O MinC, por força dessa investigação ainda em curso, não pôde mais repassar recursos em parceria com a SAC. Agora, no segundo ano de sua segunda passagem pela pasta, acontece um incêndio na Cinemateca e Juca diz que não sabe explicar e alia isso a uma precariedade que, na verdade, resulta desses problemas. Juca ainda não conseguiu dar encaminhamento a um modelo de gestão que poderia ser solução (por meio de Organização Social).

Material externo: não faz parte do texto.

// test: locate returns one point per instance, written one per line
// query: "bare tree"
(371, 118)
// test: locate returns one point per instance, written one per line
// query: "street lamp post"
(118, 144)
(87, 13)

O ministro também insiste em acusar tentativa das duas ex-ministras de criminalização dos Pontos de Cultura, para explicar mais um questionamento das autoridades de controle. Após a implantação da política de Pontos de Cultura, houve problemas porque os Pontos de Cultura, na forma que ele propunha, não conseguiam prestar contas. As questões começaram a aparecer na gestão Ana de Hollanda.

Assumi com a crise no auge. Trabalhamos pela efetiva melhoria dos processos de controle e desempenho, visando aumentar a estabilidade, a efetividade e a eficácia do programa. Superamos os problemas. Aprovamos a Lei da Cultura Viva. E assim resgatamos a possibilidade de a política dos Pontos de Cultura se expandir. Hoje, sem recursos, o ministro vem anunciar que a autodeclaração é suficiente para se reconhecer um ponto de cultura. Isso foge ao propósito, que é apoiar os Pontos de Cultura.

 

(*) A ex-ministra da Cultura e pré-candidata à Prefeitura de São Paulo Marta Suplicy (PMDB-SP) enviou a carta acima a FAROFAFÁ, em resposta a citações feitas pelo atual ministro da Cultura e pré-candidato à Prefeitura de Salvador Juca Ferreira, na entrevista “As energias cáusticas estão predominando sobre as energias agregadoras“. FAROFAFÁ publica a carta de Marta na íntegra, ao mesmo tempo que reitera o pedido público de entrevista à senadora, com que sonhamos desde os tempos de sua passagem pelo MinC.